Question

Question #21487

A car is traveling 60 mph A bike is seen 100 yards away going 20 mph. First case is the bike is traveling in the same direction as the car; second case is that the bike is moving towards the car. The question is what is the difference in time of "closure"? (Ie., when do they arrive at the same point? What is the point(time and distance) where they would collide? Also HOW do you solve this. And is the answer for other speeds and distances linear?

Expert's answer

Task:

A car is traveling 60 mph. A bike is seen 100 yards away going 20 mph. First case is the bike is traveling in the same direction as the car; second case is that the bike is moving towards the car. The question is what is the difference in time of "closure"? (i.e., when do they arrive at the same point? What is the point(time and distance) where they would collide? Also HOW do you solve this. And is the answer for other speeds and distances linear?

Solution:

1. Due to Newton's second law:

\sum F = m a

a = \frac {\sum F}{m}

a = \dot {v}

v = \int a d t = a t + v _ {0}

t = \left(\frac {v - v _ {0}}{a}\right)

v = \dot {s}

\begin{array}{l} s = \int v d t = \int (a t + v _ {0}) d t = \frac {a t ^ {2}}{2} + v _ {0} t + s _ {0} = \frac {a \left(\frac {v - v _ {0}}{a}\right) ^ {2}}{2} + v _ {0} \left(\frac {v - v _ {0}}{a}\right) + s _ {0} = \\ = \frac {v ^ {2} - 2 v v _ {0} + v _ {0} ^ {2}}{2 a} + \frac {v v _ {0} - v _ {0} ^ {2}}{a} + s _ {0} = \frac {v ^ {2} - v _ {0} ^ {2}}{2 a} + s _ {0} \\ \end{array}

Given:

v _ {0 _ {c a r}} = 6 0 \frac {m i l e}{h} \cdot 1 6 0 9. 3 4 4 \frac {m}{m i l e} = 6 0 \frac {m i l e}{3 6 0 0 s} \cdot 1 6 0 9. 3 4 4 \frac {m}{m i l e} = 2 6. 8 2 2 4 \frac {m}{s}

s _ {0 c a r} = 0 m

s _ {0 _ {b i k e}} = 1 0 0 y a r d \cdot 0. 9 1 4 4 \frac {m}{y a r d} = 9 1. 4 4 m

v _ {0 _ {b i k e}} = 2 0 \frac {m i l e}{h} \cdot 1 6 0 9. 3 4 4 \frac {m}{m i l e} = 2 0 \frac {m i l e}{3 6 0 0 s} \cdot 1 6 0 9. 3 4 4 \frac {m}{m i l e} = 8. 9 0 4 0 8 \frac {m}{s}

a _ {\mathrm {b i k e}} = a _ {c a r} = 0 \frac {m}{s ^ {2}}

s = \frac {a _ {c a r} t ^ {2}}{2} + v _ {0 _ {c a r}} t + s _ {0 _ {c a r}} = 2 6. 8 2 2 4 \frac {m}{s} \cdot t

s = \frac {a _ {b i k e} t ^ {2}}{2} + v _ {0 _ {b i k e}} t + s _ {0 _ {b i k e}} = 8. 9 0 4 0 8 \frac {m}{s} \cdot t + 9 1. 4 4 m

Solve the system of equations:

Solve the following system:

\left\{ \begin{array}{l} s = 26.8224 t \\ s = 8.90408 t + 91.44 \end{array} \right.

Perform a substitution.

Substitute $s = 26.8224t$ into the second equation:

\left\{ \begin{array}{l} s = 26.8224 t \\ 26.8224 t = 8.90408 t + 91.44 \end{array} \right.

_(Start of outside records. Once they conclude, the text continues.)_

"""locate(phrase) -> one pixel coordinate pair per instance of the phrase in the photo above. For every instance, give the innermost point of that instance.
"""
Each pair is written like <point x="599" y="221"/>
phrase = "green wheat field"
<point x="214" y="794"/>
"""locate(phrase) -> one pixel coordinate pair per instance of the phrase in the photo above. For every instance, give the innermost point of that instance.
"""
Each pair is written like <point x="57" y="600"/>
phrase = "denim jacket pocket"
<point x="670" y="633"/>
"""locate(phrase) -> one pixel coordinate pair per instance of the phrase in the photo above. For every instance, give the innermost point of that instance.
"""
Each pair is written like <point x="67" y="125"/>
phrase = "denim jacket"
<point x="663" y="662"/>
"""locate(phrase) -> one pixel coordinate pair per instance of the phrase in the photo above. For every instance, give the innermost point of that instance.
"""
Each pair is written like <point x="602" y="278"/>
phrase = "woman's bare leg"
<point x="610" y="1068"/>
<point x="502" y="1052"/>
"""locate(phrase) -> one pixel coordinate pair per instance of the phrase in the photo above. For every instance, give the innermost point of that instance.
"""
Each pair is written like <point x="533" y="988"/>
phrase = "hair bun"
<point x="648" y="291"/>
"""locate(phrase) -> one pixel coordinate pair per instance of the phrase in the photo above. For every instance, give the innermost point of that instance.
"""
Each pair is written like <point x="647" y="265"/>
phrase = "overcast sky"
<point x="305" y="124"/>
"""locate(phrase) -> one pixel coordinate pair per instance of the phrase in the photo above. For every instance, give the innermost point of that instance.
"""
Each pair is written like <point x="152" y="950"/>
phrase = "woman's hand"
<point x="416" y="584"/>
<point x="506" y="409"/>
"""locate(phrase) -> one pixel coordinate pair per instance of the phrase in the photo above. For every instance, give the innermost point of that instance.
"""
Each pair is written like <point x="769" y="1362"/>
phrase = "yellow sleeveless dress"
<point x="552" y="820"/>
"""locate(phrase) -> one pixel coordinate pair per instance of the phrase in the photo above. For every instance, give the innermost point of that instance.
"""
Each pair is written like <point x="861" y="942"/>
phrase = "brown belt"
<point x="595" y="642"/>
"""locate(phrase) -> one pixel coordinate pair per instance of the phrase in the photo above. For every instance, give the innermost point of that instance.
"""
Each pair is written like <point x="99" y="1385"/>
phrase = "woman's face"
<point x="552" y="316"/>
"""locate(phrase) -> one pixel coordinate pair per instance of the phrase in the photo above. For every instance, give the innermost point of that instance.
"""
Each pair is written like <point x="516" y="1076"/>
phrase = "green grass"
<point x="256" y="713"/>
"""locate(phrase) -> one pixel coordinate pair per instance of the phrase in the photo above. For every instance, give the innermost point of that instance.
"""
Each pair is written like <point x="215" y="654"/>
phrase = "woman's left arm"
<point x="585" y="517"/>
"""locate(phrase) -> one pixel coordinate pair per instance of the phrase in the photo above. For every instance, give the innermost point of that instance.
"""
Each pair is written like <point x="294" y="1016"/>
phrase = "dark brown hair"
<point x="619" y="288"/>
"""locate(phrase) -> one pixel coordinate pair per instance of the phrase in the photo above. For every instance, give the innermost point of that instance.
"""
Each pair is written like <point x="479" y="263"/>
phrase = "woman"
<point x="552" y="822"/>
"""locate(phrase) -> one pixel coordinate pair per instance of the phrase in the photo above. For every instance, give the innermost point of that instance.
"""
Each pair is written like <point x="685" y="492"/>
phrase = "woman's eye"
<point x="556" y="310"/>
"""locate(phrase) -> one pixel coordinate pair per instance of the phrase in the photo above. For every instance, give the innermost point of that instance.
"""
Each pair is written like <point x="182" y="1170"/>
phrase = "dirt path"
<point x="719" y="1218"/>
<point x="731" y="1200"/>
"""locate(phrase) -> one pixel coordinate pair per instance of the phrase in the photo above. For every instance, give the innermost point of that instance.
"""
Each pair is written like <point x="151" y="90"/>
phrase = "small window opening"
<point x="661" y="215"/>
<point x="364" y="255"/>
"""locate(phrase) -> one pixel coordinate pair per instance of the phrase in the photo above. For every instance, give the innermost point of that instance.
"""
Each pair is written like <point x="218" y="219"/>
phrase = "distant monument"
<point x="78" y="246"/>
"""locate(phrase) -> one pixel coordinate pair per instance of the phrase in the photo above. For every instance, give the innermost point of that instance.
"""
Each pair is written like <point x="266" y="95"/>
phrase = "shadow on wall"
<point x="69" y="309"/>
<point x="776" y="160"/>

Choose an equation and a variable to solve for.

In the second equation, look to solve for $t$ :

\left\{ \begin{array}{l} s = 26.8224 t \\ 26.8224 t = 8.90408 t + 91.44 \end{array} \right.

Isolate $t$ to the left hand side.

Subtract $8.90408t$ from both sides:

\left\{ \begin{array}{l} s = 26.8224 t \\ 17.9183 t = 91.44 \end{array} \right.

Solve for $t$ .

Divide both sides by 17.9183:

\left\{ \begin{array}{l} s = 26.8224 t \\ t = 5.10316 \end{array} \right.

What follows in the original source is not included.